Diversification Opportunities for China Publishing and China Railway
0.88 | Correlation Coefficient |
Very poor diversification
The 3 months correlation between China and China is 0.88. Overlapping area represents the amount of risk that can be diversified away by holding China Publishing Media and China Railway Construction in the same portfolio, assuming nothing else is changed. The correlation between historical prices or returns on China Railway Constr and China Publishing is a relative statistical measure of the degree to which these equity instruments tend to move together. The correlation coefficient measures the extent to which returns on China Publishing Media are associated (or correlated) with China Railway. Values of the correlation coefficient range from -1 to +1, where. The correlation of zero (0) is possible when the price movement of China Railway Constr has no effect on the direction of China Publishing i.e., China Publishing and China Railway go up and down completely randomly.
Pair Corralation between China Publishing and China Railway
Assuming the 90 days trading horizon China Publishing Media is expected to generate 1.33 times more return on investment than China Railway. However, China Publishing is 1.33 times more volatile than China Railway Construction. It trades about 0.19 of its potential returns per unit of risk. China Railway Construction is currently generating about 0.22 per unit of risk. If you would invest 573.00 in China Publishing Media on September 4, 2024 and sell it today you would earn a total of 262.00 from holding China Publishing Media or generate 45.72% return on investment over 90 days.

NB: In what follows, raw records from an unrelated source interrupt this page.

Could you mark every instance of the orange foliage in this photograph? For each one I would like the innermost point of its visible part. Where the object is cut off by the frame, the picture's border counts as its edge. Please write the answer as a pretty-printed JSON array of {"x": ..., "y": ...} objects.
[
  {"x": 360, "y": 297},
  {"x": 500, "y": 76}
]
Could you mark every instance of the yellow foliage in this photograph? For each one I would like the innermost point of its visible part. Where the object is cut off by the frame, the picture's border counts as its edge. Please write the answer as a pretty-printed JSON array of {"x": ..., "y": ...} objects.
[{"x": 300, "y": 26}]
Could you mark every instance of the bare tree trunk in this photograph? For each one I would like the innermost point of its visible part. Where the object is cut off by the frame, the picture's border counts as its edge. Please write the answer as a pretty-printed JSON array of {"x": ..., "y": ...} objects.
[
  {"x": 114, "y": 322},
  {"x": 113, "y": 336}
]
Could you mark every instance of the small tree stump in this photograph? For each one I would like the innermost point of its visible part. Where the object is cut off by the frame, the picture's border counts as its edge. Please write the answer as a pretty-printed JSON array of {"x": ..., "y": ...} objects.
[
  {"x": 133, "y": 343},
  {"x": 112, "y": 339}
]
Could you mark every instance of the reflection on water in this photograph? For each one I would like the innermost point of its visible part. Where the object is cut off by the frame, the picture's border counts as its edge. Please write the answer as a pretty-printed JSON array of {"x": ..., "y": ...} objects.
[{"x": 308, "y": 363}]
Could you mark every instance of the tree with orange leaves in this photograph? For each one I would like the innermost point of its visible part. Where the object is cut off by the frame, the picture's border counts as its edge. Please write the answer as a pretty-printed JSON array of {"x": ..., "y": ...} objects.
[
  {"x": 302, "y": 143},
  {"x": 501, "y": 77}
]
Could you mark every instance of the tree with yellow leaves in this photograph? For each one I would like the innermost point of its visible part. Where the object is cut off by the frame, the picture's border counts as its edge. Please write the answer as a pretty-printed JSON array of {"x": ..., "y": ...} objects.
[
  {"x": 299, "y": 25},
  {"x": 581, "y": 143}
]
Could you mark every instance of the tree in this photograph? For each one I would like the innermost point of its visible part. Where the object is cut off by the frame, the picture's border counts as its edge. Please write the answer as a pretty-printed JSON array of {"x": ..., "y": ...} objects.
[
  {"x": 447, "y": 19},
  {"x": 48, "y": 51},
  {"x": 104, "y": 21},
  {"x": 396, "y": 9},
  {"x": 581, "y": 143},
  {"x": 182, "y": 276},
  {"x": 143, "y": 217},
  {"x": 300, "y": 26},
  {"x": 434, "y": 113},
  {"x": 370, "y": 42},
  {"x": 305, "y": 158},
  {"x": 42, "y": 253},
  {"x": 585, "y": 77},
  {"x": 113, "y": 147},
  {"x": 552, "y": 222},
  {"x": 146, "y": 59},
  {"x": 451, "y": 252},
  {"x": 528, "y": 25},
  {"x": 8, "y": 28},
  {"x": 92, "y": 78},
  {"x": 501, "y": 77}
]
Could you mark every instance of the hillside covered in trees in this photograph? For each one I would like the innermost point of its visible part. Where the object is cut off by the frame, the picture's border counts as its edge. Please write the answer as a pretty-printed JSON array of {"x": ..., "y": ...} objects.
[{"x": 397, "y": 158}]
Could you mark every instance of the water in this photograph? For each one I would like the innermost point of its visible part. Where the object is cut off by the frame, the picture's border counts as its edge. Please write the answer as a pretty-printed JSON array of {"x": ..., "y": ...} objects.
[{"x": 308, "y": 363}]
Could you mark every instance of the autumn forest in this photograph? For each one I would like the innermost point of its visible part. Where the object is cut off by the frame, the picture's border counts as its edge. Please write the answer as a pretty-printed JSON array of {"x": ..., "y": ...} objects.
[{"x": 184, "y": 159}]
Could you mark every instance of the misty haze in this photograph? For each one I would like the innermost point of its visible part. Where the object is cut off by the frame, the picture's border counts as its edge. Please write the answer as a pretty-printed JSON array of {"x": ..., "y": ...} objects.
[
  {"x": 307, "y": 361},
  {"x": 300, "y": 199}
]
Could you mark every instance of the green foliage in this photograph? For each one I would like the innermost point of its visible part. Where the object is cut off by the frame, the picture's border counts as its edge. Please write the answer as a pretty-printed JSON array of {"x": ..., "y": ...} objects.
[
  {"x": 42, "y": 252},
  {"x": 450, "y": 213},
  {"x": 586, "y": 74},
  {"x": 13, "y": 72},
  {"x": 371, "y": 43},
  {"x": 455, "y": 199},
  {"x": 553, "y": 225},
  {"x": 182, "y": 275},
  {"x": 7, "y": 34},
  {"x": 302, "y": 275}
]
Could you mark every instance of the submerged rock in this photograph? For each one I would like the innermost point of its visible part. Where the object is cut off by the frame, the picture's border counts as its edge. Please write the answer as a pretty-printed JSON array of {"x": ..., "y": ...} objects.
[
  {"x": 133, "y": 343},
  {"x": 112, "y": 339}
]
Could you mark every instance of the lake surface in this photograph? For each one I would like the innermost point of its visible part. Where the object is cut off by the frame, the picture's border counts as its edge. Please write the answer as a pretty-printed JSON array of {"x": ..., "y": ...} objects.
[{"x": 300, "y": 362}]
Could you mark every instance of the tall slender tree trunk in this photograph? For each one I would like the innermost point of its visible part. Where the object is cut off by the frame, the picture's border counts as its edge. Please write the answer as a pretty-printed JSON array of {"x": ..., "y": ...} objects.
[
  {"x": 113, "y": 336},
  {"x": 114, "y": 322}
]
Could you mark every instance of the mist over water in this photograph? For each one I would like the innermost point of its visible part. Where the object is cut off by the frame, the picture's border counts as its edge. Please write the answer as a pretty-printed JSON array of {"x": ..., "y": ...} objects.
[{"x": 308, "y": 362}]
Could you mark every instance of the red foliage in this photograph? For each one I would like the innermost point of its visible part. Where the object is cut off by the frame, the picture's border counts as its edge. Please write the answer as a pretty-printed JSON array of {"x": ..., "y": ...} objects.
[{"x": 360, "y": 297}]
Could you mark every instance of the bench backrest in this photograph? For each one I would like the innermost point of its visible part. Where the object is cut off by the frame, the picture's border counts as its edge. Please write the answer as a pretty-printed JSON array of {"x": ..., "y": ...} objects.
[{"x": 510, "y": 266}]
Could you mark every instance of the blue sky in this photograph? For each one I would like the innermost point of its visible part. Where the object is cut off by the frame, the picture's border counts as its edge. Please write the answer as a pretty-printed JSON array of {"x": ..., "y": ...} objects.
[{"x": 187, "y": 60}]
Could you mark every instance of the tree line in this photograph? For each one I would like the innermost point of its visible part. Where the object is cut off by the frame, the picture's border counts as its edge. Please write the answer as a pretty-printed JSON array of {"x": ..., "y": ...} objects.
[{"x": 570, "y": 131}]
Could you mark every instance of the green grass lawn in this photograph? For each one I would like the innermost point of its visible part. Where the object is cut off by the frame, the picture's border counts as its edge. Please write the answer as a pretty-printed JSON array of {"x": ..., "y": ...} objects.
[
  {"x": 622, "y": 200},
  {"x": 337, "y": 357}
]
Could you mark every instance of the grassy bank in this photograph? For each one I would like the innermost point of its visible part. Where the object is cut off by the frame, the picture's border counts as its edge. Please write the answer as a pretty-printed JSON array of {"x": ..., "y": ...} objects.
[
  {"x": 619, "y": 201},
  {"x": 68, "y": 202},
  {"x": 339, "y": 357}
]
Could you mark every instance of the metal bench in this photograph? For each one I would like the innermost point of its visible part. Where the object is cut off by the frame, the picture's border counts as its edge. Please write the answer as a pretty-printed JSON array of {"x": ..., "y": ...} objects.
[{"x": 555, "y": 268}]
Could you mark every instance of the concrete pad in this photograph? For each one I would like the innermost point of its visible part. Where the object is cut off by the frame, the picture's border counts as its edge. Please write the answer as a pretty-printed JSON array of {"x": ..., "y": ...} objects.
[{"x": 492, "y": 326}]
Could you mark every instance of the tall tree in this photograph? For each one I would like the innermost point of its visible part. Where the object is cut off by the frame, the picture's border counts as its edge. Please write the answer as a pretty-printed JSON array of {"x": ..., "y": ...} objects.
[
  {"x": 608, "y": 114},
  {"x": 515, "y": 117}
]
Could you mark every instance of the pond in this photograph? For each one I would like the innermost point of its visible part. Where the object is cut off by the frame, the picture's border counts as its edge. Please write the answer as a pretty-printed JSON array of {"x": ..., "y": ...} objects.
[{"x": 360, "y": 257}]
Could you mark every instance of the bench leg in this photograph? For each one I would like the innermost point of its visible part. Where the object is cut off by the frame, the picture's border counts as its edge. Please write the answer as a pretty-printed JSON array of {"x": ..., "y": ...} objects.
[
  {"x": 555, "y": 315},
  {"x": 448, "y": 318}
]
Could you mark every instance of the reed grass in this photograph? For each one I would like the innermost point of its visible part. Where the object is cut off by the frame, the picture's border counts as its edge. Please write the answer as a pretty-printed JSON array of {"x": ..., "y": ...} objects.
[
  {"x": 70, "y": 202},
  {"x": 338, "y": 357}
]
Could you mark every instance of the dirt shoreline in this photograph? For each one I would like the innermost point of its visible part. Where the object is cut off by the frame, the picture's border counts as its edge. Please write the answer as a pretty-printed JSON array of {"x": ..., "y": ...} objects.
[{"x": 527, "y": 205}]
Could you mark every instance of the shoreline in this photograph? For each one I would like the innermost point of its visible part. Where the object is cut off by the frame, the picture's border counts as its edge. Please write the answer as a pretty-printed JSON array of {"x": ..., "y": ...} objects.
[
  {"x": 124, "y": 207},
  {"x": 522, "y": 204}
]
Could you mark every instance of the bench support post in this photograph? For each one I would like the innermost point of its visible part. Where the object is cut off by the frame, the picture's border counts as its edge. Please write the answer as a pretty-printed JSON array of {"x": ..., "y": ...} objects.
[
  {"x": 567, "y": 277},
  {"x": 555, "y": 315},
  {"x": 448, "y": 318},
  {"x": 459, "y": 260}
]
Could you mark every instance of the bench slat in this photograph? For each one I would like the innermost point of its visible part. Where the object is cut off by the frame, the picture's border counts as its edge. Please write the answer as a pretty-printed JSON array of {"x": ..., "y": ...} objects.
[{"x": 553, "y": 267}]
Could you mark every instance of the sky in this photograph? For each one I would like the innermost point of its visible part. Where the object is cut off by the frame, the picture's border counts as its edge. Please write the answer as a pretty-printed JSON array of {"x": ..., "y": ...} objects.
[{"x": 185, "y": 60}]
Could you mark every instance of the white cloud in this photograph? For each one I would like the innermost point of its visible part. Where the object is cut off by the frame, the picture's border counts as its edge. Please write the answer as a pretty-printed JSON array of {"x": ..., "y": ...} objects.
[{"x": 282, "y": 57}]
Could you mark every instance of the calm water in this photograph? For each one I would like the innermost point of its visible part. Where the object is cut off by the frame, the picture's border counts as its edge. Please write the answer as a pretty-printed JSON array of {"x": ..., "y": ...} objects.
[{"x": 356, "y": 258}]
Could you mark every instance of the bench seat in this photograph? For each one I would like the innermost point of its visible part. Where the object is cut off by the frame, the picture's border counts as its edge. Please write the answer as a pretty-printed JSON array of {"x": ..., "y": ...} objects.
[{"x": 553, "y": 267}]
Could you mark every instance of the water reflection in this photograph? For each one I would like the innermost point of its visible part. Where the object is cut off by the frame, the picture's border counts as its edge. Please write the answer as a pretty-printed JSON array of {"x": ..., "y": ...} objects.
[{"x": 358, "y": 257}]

Time Period | 3 Months [change] |
Direction | Moves Together |
Strength | Strong |
Accuracy | 100.0% |
Values | Daily Returns |
China Publishing Media vs. China Railway Construction
Performance |
Timeline |
China Publishing Media |
China Railway Constr |
China Publishing and China Railway Volatility Contrast
Predicted Return Density |
Returns |
Pair Trading with China Publishing and China Railway
The main advantage of trading using opposite China Publishing and China Railway positions is that it hedges away some unsystematic risk. Because of two separate transactions, even if China Publishing position performs unexpectedly, China Railway can make up some of the losses. Pair trading also minimizes risk from directional movements in the market. For example, if an entire industry or sector drops because of unexpected headlines, the short position in China Railway will offset losses from the drop in China Railway's long position.China Publishing vs. Wuhan Yangtze Communication | China Publishing vs. Hubei Xingfa Chemicals | China Publishing vs. Lootom Telcovideo Network | China Publishing vs. Do Fluoride Chemicals Co |
China Railway vs. Chengdu Kanghua Biological | China Railway vs. Beijing Wantai Biological | China Railway vs. Suzhou Novoprotein Scientific | China Railway vs. Aluminum Corp of |
Check out your portfolio center.Note that this page's information should be used as a complementary analysis to find the right mix of equity instruments to add to your existing portfolios or create a brand new portfolio. You can also try the Economic Indicators module to top statistical indicators that provide insights into how an economy is performing.